EdgeML icon indicating copy to clipboard operation
EdgeML copied to clipboard

Redundant fastTrainer?

Open adityakusupati opened this issue 4 years ago • 6 comments

fastTrainer. and fastcell_example of the harsha/reorg branch seem to be out of date and need to be updated or removed.

@harsha-simhadri I think thes file needs to be removed once your fastmodel is robust.
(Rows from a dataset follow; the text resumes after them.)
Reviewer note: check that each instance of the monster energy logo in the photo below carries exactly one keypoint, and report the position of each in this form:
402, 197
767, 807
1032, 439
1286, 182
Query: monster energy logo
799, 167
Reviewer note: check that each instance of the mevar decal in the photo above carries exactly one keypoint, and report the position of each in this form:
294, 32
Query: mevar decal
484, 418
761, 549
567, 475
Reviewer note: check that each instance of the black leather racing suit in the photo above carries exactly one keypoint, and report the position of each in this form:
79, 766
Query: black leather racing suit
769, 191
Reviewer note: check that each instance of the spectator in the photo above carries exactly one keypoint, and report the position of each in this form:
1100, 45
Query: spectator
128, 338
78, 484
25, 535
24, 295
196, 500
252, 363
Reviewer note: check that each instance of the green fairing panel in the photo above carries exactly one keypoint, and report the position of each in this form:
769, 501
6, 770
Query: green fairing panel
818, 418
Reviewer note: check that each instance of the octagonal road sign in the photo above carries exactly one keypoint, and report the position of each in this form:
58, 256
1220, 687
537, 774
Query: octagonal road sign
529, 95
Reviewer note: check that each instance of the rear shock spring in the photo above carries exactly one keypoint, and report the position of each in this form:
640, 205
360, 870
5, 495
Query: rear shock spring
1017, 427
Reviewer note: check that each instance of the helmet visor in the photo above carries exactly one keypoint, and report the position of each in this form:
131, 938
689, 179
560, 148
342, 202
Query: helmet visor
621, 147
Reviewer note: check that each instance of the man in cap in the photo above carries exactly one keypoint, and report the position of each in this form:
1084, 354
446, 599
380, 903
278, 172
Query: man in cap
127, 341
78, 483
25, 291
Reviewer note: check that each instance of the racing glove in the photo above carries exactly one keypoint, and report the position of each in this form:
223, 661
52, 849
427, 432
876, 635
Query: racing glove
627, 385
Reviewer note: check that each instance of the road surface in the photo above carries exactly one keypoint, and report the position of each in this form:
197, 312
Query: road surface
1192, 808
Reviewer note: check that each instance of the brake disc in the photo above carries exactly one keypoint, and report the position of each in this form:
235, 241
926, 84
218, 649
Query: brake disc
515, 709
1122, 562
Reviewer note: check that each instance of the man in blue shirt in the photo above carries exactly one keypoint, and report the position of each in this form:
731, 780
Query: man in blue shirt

adityakusupati avatar Aug 21 '19 10:08 adityakusupati

@adityakusupati The first link looks broken

harsha-simhadri avatar Aug 21 '19 20:08 harsha-simhadri

It was because of the reorg - https://github.com/microsoft/EdgeML/blob/harsha/reorg/pytorch/edgeml_pytorch/trainer/fastTrainer.py

adityakusupati avatar Aug 22 '19 05:08 adityakusupati

It was because of the reorg - https://github.com/microsoft/EdgeML/blob/harsha/reorg/pytorch/edgeml_pytorch/trainer/fastTrainer.py

@adityakusupati Can you test the fastmodel in PR 123, and see if you are happy. If everything you need is there, I will remove the fastTrainer and fastcell_example files.

harsha-simhadri avatar Aug 22 '19 11:08 harsha-simhadri

@harsha-simhadri thanks for the response. I will do the needful and @SachinG007 will assist me. I think we need to change the names of the new files (both the trainer and example) for Fastcell just to be consistent.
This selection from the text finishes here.